A few weeks ago I was thinking about driving over to Shipshewana (10 miles away from my home in Middlebury) to sing for Mrs. R.—I’ve written about that previously. I try to stop about once a week at the farm where she lives with her son and daughter-in-law.
I left a message with the daughter-in-law, asking if Thursday was okay. (I’ll call her Mandy. She has become a good friend.) Mandy said, “I’m taking Mom to her elderly aunt’s house on Thursday. Her sister and some nieces will be there, too. Why don’t you come over and join us?”
So the next morning I found myself driving to the address Mandy gave me, near Shipshewana, with my hymnal on the passenger seat. My destination was a snug little Dawdi Haus on an Amish farm, home of Mrs. R.’s 92-year-old aunt. (I’ve written about the Dawdi Haus tradition before, also.)

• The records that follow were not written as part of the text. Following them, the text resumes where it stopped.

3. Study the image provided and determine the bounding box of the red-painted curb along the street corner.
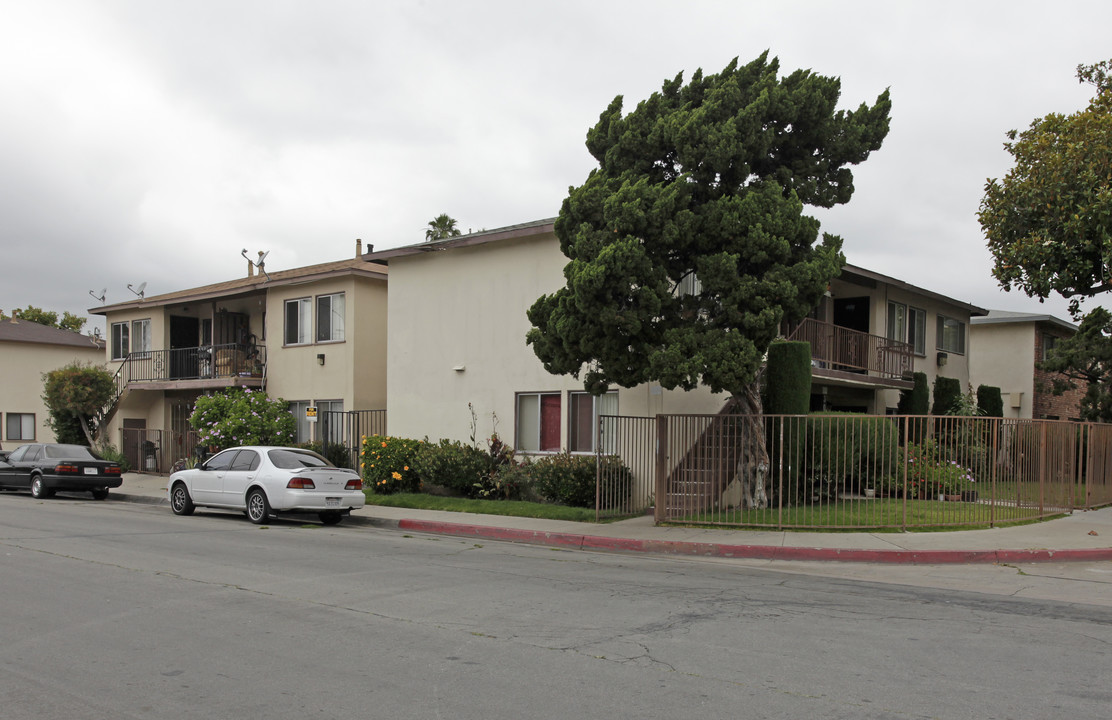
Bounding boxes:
[398,520,1112,565]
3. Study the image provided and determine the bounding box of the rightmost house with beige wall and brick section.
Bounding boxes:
[970,310,1085,420]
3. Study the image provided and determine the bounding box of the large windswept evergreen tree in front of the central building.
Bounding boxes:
[527,52,891,504]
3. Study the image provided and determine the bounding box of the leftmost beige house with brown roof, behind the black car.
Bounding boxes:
[0,319,105,450]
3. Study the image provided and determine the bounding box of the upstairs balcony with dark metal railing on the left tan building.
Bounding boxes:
[116,344,267,389]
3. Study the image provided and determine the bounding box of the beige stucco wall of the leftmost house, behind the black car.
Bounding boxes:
[0,341,105,450]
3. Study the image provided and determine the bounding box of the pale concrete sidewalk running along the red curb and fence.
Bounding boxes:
[109,473,1112,564]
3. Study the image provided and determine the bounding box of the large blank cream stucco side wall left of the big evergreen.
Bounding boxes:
[387,233,725,447]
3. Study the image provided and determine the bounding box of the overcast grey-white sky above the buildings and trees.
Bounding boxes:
[0,0,1112,331]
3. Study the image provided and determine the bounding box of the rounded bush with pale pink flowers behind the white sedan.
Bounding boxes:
[189,388,297,450]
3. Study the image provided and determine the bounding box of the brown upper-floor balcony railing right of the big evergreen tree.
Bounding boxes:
[787,317,914,379]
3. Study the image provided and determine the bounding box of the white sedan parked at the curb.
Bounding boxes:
[167,446,367,525]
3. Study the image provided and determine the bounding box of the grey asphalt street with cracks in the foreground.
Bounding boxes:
[0,494,1112,720]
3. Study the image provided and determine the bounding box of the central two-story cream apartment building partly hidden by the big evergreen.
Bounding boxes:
[365,219,986,452]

I walked in to find a snug little dining room with long table full of food. Around it were eleven Amish women, ages about 35 to 92, eating and talking. A few of their small children played on the floor in the living room. When I walked in, the room went silent and all of them looked up at me. My friend Mandy quickly said, “We saved you a spot down here, at the head of the table!” Yikes!... I’m not usually nervous in any Amish situation, but this was throwing me a little.

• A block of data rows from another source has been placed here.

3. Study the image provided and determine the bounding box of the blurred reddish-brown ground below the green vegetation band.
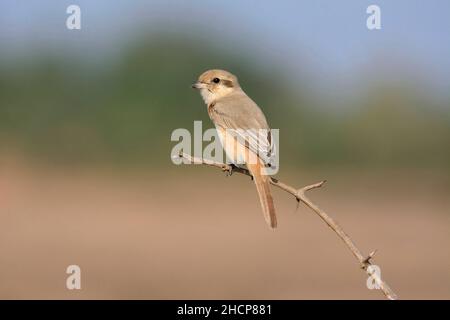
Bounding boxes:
[0,158,450,299]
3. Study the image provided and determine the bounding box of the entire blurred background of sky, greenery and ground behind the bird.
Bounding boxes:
[0,0,450,299]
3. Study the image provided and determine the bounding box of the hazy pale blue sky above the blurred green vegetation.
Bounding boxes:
[0,0,450,102]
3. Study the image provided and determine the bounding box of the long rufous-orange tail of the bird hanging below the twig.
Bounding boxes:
[247,163,277,229]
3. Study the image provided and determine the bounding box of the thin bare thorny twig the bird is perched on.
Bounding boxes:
[175,153,398,300]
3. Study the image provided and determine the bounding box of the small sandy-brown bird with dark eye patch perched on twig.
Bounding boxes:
[192,69,277,229]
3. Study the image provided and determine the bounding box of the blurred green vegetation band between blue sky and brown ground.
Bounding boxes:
[0,35,450,170]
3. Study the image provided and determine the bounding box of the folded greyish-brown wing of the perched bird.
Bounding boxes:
[210,92,275,165]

So I made my way to the far end of the table… The others had been eating for half an hour already, so they said, “Why don’t you have something to eat, and we’ll sing to you!”
So I sat and ate while these eleven wonderful Amish ladies sang to me… Then I sang to them… Then we sang together.

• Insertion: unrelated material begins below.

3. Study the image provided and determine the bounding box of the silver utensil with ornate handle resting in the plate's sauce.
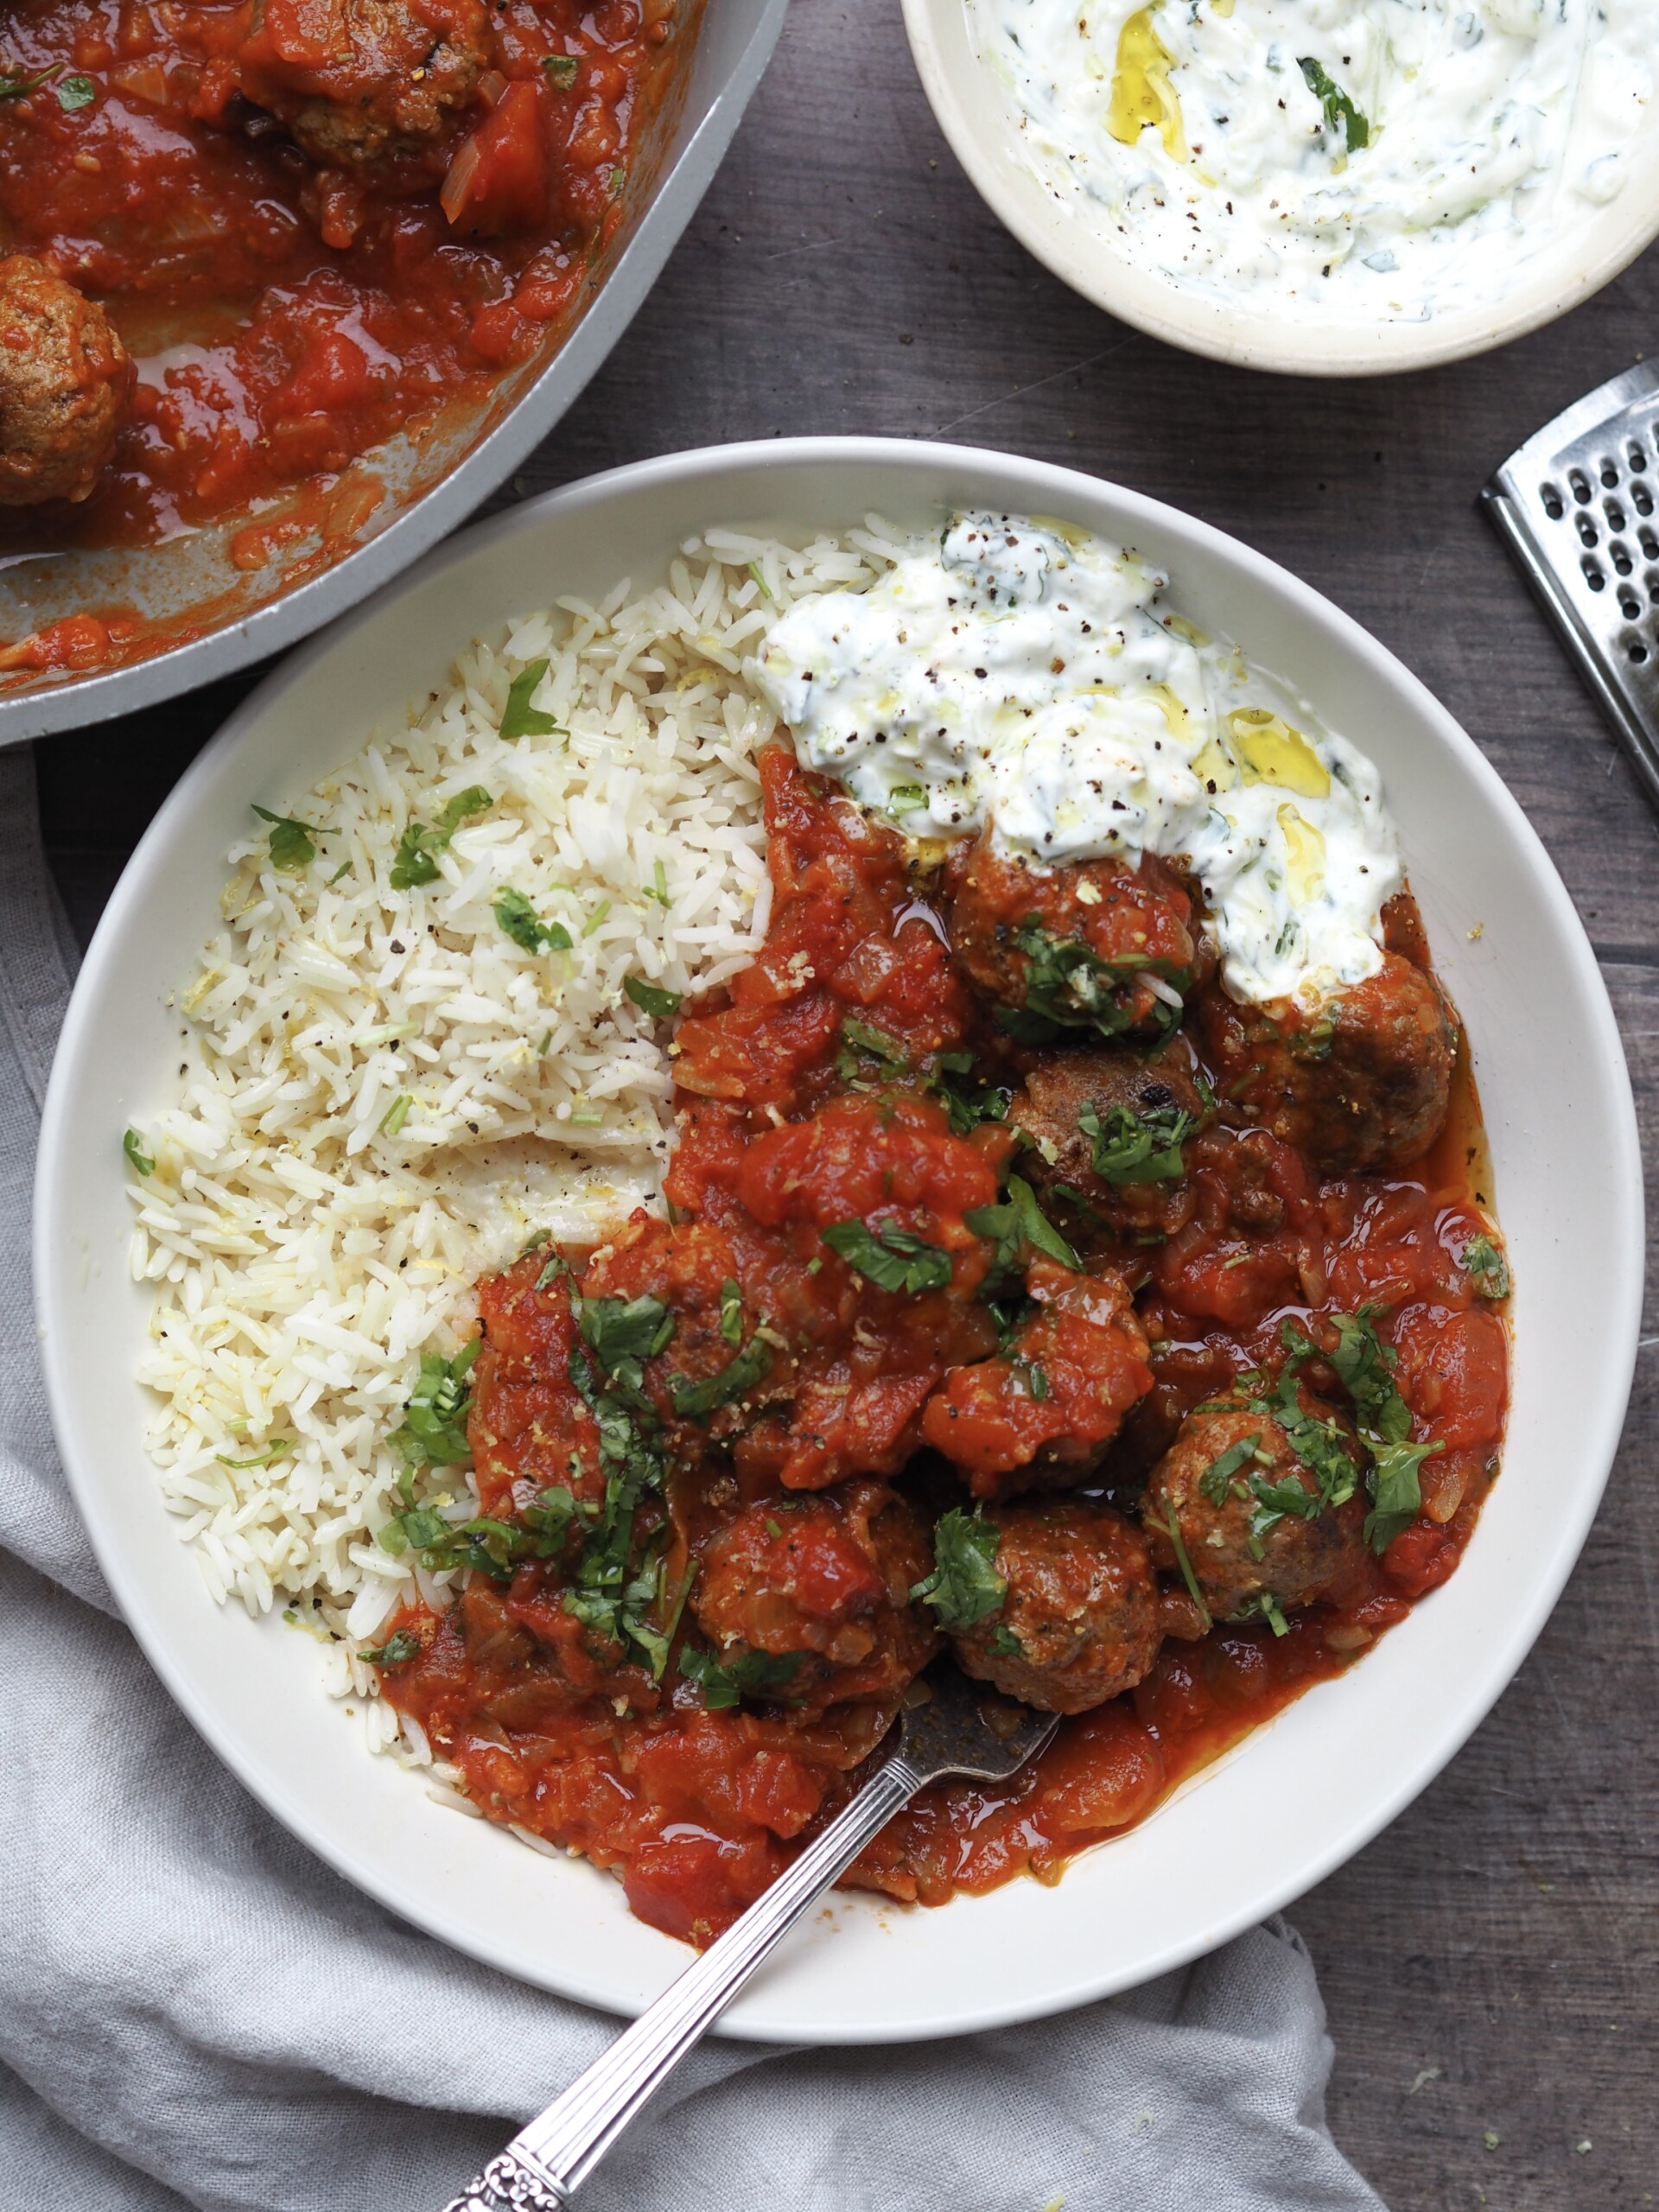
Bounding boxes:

By the time I left, I had made some new acquaintances, and one of the ladies took me aside and said, “My mother is Mrs. R.’s sister. I know she would really like it if you came over and sang to her some time.” I promised that I would get her name and address from Mandy, and I will.
P.S. Earlier today, I drove over to sing to Mrs. R. again. This time, her widowed sister was up from Arkansas for a visit. She’s a sweet old lady whom I’ve met before. After we realized we both like genealogy and talked about that for a while, I got out my hymnbook to sing.
Around the middle of my second song, Mrs. R.’s sister disappeared—and reappeared with a harmonica. By the start of my third song, we had figured out how to start out on the same key. So we serenaded Mrs. R. together for a little while on a dark autumn day, under an electric lantern in a cozy Amish farmhouse.
I’ve never sung with a harmonica before, but it was otherworldly and wonderful. And most important of all, Mrs. R. enjoyed it.